Moreover, Lebanon is also going through an economic crisis. Even so, the imported food and large quantities of grain stored in the port have been destroyed, causing fears of widespread scarcity of food to come.

The future of the port itself is in doubt due to the destruction caused. Many building and homes have been reduced to an uninhabitable mess of glass, and as many as 300,000 people have been left homeless, Beirut’s governor Marwan Aboud said.
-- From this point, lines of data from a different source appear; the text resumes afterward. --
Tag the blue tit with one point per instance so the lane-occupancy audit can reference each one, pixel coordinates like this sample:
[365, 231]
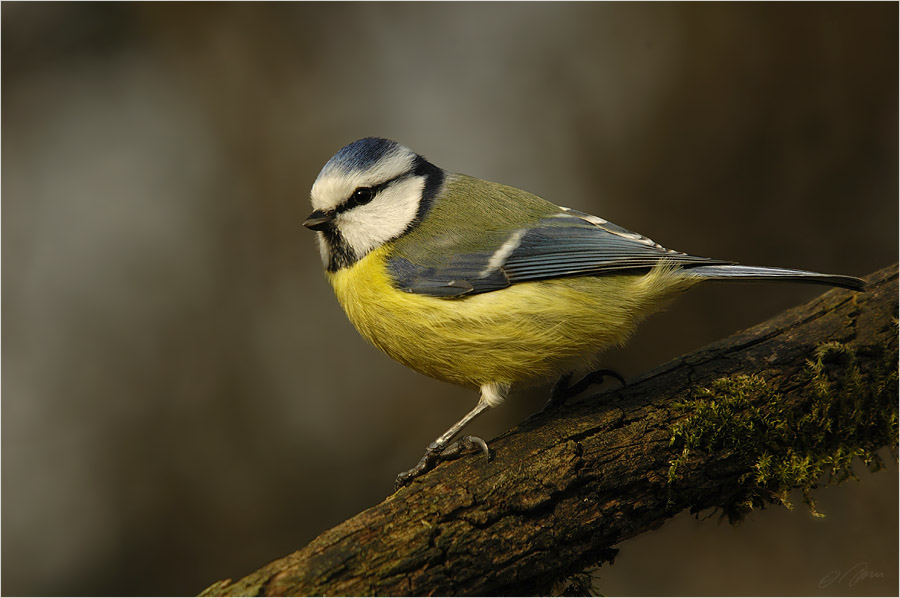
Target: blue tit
[484, 285]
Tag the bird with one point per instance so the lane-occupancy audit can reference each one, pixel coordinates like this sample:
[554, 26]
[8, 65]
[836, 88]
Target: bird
[485, 285]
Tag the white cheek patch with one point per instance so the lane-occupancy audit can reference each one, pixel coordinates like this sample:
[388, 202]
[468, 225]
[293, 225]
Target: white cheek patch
[324, 251]
[334, 186]
[387, 217]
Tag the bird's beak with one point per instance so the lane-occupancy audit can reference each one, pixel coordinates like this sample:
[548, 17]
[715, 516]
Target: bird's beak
[318, 220]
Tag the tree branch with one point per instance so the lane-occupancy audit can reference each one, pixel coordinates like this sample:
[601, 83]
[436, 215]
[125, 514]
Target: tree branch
[786, 404]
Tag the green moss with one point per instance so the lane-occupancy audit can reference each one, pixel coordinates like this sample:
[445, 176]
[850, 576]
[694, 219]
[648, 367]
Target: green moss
[835, 413]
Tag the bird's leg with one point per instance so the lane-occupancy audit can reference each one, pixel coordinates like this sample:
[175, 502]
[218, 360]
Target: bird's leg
[491, 395]
[562, 391]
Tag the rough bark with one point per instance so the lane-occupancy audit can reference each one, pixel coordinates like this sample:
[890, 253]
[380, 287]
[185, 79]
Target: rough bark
[815, 385]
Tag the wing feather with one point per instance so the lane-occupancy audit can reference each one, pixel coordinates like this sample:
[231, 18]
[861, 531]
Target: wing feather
[567, 244]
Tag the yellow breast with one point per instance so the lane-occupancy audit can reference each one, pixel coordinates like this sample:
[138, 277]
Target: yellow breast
[527, 331]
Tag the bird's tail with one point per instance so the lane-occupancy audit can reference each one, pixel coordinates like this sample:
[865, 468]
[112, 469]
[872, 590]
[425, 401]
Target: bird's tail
[738, 272]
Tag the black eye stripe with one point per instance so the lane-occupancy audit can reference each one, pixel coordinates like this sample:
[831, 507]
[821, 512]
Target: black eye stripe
[354, 201]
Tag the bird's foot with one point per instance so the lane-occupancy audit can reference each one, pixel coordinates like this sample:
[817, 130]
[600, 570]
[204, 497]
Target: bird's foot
[435, 453]
[562, 391]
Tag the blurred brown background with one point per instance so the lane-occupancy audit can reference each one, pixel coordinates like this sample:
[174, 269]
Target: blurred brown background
[183, 399]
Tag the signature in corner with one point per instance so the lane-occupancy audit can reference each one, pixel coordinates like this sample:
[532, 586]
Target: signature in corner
[852, 576]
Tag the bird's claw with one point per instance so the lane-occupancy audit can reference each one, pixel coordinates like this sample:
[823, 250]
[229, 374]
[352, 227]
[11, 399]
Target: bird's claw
[435, 453]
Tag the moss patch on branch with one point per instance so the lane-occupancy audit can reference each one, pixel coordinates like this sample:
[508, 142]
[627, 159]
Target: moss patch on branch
[837, 413]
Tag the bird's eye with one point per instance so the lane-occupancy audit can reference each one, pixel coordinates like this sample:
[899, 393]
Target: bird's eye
[363, 195]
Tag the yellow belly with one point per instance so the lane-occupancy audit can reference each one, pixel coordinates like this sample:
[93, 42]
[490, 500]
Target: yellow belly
[527, 331]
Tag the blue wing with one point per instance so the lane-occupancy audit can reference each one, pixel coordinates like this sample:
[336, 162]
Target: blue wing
[568, 244]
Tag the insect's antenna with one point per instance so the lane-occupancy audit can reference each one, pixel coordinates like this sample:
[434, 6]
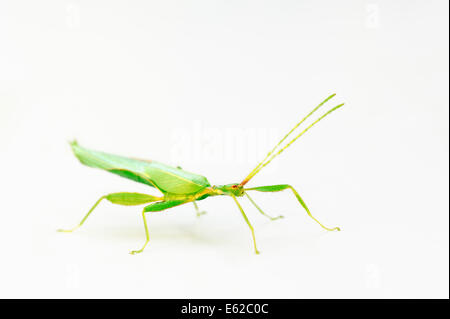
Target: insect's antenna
[289, 133]
[264, 162]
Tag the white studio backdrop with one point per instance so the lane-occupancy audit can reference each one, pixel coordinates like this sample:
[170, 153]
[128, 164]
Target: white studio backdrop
[211, 86]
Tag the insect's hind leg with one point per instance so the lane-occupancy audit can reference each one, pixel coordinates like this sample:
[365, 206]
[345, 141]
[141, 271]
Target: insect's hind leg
[261, 211]
[278, 188]
[125, 199]
[84, 218]
[147, 236]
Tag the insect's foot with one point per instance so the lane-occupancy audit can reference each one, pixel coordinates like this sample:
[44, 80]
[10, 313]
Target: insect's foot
[201, 213]
[65, 230]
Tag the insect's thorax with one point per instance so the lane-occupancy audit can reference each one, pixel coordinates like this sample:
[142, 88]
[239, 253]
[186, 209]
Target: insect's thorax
[206, 192]
[229, 189]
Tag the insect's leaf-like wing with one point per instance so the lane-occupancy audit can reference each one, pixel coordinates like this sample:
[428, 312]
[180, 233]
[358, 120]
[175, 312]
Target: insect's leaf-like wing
[166, 178]
[122, 166]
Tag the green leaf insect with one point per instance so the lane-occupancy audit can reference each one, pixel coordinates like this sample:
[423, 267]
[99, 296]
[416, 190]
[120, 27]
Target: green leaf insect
[179, 187]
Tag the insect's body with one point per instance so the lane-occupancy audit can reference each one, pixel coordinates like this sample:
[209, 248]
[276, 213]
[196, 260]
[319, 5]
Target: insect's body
[177, 185]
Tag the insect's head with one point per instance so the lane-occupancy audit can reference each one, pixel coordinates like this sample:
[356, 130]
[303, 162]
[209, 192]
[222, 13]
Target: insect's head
[235, 189]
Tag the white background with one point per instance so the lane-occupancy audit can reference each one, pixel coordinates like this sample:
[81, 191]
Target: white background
[170, 81]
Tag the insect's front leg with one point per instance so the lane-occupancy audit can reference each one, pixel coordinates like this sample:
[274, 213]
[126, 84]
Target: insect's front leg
[278, 188]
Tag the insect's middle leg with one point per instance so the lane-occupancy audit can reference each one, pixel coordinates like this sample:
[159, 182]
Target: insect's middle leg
[197, 210]
[261, 211]
[248, 223]
[156, 207]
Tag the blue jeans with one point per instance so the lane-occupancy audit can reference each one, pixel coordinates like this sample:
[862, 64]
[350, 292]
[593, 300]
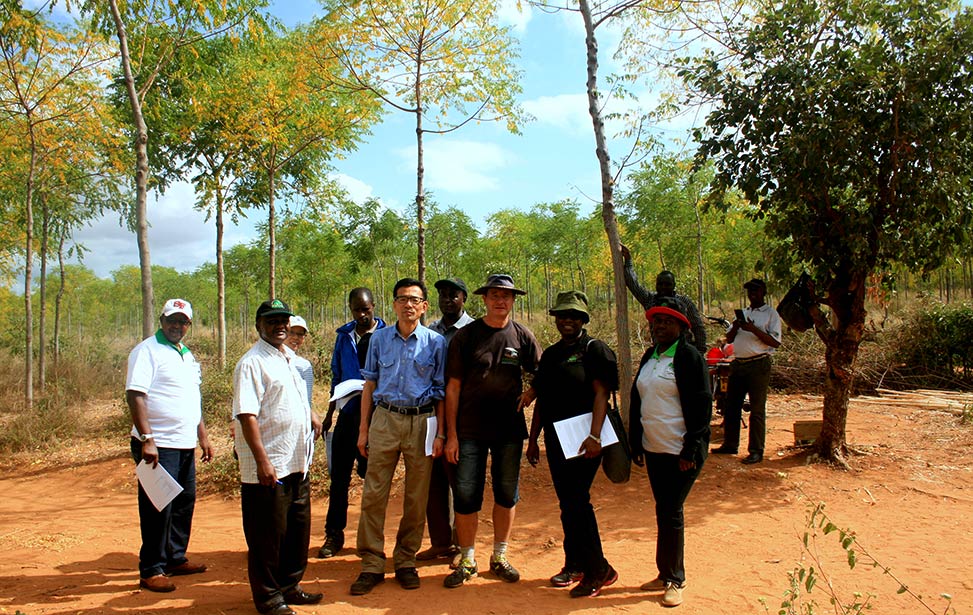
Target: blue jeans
[471, 474]
[670, 488]
[165, 533]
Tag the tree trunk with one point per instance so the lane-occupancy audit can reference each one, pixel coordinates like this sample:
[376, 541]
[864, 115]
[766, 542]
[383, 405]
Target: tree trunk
[608, 210]
[420, 193]
[847, 300]
[57, 301]
[141, 176]
[28, 271]
[220, 284]
[272, 237]
[42, 318]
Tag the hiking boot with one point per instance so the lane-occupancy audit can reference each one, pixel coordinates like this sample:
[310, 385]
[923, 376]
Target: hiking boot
[593, 587]
[566, 577]
[463, 573]
[502, 568]
[332, 545]
[673, 595]
[366, 582]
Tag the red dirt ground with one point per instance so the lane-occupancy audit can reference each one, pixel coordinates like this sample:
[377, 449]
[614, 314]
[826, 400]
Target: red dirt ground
[69, 533]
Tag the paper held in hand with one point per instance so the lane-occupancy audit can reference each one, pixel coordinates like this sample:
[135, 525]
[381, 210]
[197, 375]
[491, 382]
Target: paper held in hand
[158, 484]
[573, 431]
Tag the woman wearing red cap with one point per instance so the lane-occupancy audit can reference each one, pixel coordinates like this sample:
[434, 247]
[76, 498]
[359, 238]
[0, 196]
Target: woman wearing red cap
[669, 435]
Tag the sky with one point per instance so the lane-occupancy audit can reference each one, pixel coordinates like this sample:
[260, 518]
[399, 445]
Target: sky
[480, 168]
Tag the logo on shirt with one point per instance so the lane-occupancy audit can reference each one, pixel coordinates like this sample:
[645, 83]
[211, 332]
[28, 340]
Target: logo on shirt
[510, 357]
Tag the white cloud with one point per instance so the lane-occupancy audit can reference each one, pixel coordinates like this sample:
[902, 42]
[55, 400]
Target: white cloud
[517, 16]
[567, 112]
[179, 236]
[459, 166]
[358, 190]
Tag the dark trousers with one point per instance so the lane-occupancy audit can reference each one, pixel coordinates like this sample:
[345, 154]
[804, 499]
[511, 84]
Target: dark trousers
[572, 483]
[344, 452]
[670, 487]
[751, 377]
[277, 526]
[165, 533]
[439, 508]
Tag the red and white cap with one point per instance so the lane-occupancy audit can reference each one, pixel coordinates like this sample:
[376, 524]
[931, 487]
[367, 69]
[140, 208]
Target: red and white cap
[177, 306]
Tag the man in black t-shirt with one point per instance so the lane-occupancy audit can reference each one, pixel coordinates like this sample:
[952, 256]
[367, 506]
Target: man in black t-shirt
[485, 365]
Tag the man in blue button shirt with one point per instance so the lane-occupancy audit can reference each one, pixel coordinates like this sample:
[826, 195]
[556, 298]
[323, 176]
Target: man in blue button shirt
[404, 388]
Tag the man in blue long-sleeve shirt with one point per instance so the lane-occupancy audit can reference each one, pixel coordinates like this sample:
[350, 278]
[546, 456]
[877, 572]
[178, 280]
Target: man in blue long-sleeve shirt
[347, 360]
[404, 388]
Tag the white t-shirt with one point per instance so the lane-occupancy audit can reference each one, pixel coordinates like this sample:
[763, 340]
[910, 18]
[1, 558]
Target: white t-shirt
[746, 344]
[170, 379]
[266, 384]
[663, 424]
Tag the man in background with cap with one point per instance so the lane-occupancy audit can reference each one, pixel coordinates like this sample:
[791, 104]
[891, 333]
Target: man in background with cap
[275, 445]
[296, 335]
[439, 510]
[485, 366]
[347, 359]
[754, 339]
[162, 391]
[665, 286]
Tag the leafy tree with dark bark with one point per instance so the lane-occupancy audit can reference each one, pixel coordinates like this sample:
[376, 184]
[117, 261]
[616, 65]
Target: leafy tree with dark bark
[848, 123]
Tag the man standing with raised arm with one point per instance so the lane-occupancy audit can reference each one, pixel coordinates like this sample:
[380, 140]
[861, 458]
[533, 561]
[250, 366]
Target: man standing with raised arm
[162, 391]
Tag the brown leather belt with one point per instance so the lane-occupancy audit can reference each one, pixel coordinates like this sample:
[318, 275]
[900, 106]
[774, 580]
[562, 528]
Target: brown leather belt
[751, 359]
[407, 410]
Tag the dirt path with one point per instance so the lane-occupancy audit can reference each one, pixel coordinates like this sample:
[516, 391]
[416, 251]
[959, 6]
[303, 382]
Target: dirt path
[69, 536]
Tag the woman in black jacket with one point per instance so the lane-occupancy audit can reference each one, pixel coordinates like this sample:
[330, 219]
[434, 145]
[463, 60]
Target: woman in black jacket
[669, 434]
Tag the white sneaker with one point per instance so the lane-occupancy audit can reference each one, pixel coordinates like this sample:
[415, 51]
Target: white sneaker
[673, 595]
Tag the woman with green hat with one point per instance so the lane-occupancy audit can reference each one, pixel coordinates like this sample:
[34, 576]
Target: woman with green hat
[575, 376]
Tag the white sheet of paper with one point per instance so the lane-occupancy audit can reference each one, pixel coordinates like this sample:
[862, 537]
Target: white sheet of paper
[158, 484]
[573, 431]
[347, 388]
[432, 426]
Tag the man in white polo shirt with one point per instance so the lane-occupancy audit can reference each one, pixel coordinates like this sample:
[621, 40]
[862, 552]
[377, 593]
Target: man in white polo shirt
[162, 391]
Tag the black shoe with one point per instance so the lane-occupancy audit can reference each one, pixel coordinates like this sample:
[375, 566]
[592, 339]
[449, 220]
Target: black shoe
[566, 577]
[592, 587]
[302, 597]
[366, 582]
[408, 578]
[502, 568]
[332, 545]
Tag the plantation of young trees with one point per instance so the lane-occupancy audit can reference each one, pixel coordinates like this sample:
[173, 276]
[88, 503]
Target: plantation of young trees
[860, 176]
President Aoun announced that the Government would release 100 billion lire (66 million US dollar) of emergency funds. Still, the impact of the blast on the economy is expected to prevail for long.

Situation in Lebanon Now:

Lebanon’s already fragile economy has worsened rapidly amid lockdowns imposed to halt the spread of the coronavirus. The value of the country’s currency has plunged in recent months, and its overtaxed power system has plummeted the capital of Beirut into darkness for hours at a time. According to the International Monetary Fund, the economy of Lebonan is expected to contract by 12 per cent this year.

Lebanon’s cabinet has announced a two-week state of emergency in the capital and handed control of security in the city to the military.

The explosion comes at a time of escalating tension between Hezbollah and Israel, causing more instability in the nation.

“This is a real catastrophe. What we’ve seen is cataclysmic,” said Sami Nader, Director of the Levant Institute for Strategic Affairs report Aljazeera.

Lebanese response to the explosion and current economic and political crisis:

Many blame the ruling elite who have dominated politics for years and amassed their wealth while failing to carry out the extensive reforms necessary to solve the country’s problems. In 2019 massive protests erupted in Lebanon denouncing the Government for corruption and mismanagement.

In April of this year, the protestors took to the street again amid the coronavirus as the financial crisis heaped economic pressure on ordinary Lebanese people. People have to deal with daily power cuts, a lack of safe drinking water and limited public healthcare.

The Lebanon government is now under intense tension as the political, economic and explosion leave them with criticism from all sides.